Mindee, the API-first platform designed for developers to eliminate manual data entry, announced the introduction of docTR an accessible open source library for OCR-related tasks powered by deep learning.
Mindee’s docTR provides optical character recognition with accessibility for the entire developer community. Combining textual parsing through text and object detection and recognition, this open-source repository offers a wider range and complex use cases. Going beyond the textual elements, it provides a holistic view of information encoded in visual forms, including QR codes, barcodes, information in ID pictures, and even logos.
Powered by the machine learning tool of user’s choice, TensorFlow 2 or PyTorch, DocTR features training capabilities for text detection in documents and images as well as recognition with pretrained parameters.
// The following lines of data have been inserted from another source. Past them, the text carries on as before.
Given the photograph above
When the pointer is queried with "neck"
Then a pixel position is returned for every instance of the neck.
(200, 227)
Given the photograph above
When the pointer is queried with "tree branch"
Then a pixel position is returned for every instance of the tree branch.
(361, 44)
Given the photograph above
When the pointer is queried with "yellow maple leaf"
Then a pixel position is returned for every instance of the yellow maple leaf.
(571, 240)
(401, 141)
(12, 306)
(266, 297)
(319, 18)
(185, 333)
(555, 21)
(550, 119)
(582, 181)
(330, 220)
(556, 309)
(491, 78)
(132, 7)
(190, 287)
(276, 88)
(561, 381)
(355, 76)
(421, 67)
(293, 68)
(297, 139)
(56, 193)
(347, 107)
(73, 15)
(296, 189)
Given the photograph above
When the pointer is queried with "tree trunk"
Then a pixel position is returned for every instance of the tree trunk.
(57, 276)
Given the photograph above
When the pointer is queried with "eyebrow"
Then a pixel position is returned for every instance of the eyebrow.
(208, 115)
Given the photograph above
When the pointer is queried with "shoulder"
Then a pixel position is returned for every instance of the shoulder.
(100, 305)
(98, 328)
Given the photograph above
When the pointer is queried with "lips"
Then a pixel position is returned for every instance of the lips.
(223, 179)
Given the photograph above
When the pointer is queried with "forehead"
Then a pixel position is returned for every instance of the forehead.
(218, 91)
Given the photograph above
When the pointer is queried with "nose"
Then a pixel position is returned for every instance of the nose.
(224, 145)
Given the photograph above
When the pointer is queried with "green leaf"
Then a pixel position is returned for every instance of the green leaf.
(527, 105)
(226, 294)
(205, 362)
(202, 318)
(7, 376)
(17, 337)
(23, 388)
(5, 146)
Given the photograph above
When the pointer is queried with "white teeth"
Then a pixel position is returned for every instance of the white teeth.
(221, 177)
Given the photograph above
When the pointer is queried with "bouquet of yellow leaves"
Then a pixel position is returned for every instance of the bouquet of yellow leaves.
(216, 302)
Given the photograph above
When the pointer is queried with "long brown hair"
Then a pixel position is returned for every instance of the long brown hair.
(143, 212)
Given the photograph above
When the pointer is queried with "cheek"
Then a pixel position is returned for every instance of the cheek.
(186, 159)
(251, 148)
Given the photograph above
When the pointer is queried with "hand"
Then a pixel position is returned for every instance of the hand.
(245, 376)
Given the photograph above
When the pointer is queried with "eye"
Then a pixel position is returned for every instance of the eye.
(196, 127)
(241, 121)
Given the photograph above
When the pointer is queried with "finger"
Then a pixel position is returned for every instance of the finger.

It incorporates a five-line code to load documents, extract text with a predictor, and optimize for end-to-end performances, including inference speed on both CPU and GPU.
“DocTR offers open-source tools to develop and deploy python OCR at scale with PyTorch or TensorFlow,” said Nicolas Schuhl, Head of Delivery at Monk.
With this offering, Mindee provides a wide audience, from entry-level developers to domain experts who want to train their model (researchers), the tools to support efforts in their transformation from intensive manual data entry (e.g., from physical documents, PDFs or images) to a full digital process.
“We made this code available with that in mind, to ensure developers can read it, understand it and be sure it’s safe. We are providing everyone with the possibility of making this OCR tool their own by allowing them to modify the code to fit their applications and infrastructure needs.” said Frédéric Harper, Director of Developer Relations at Mindee.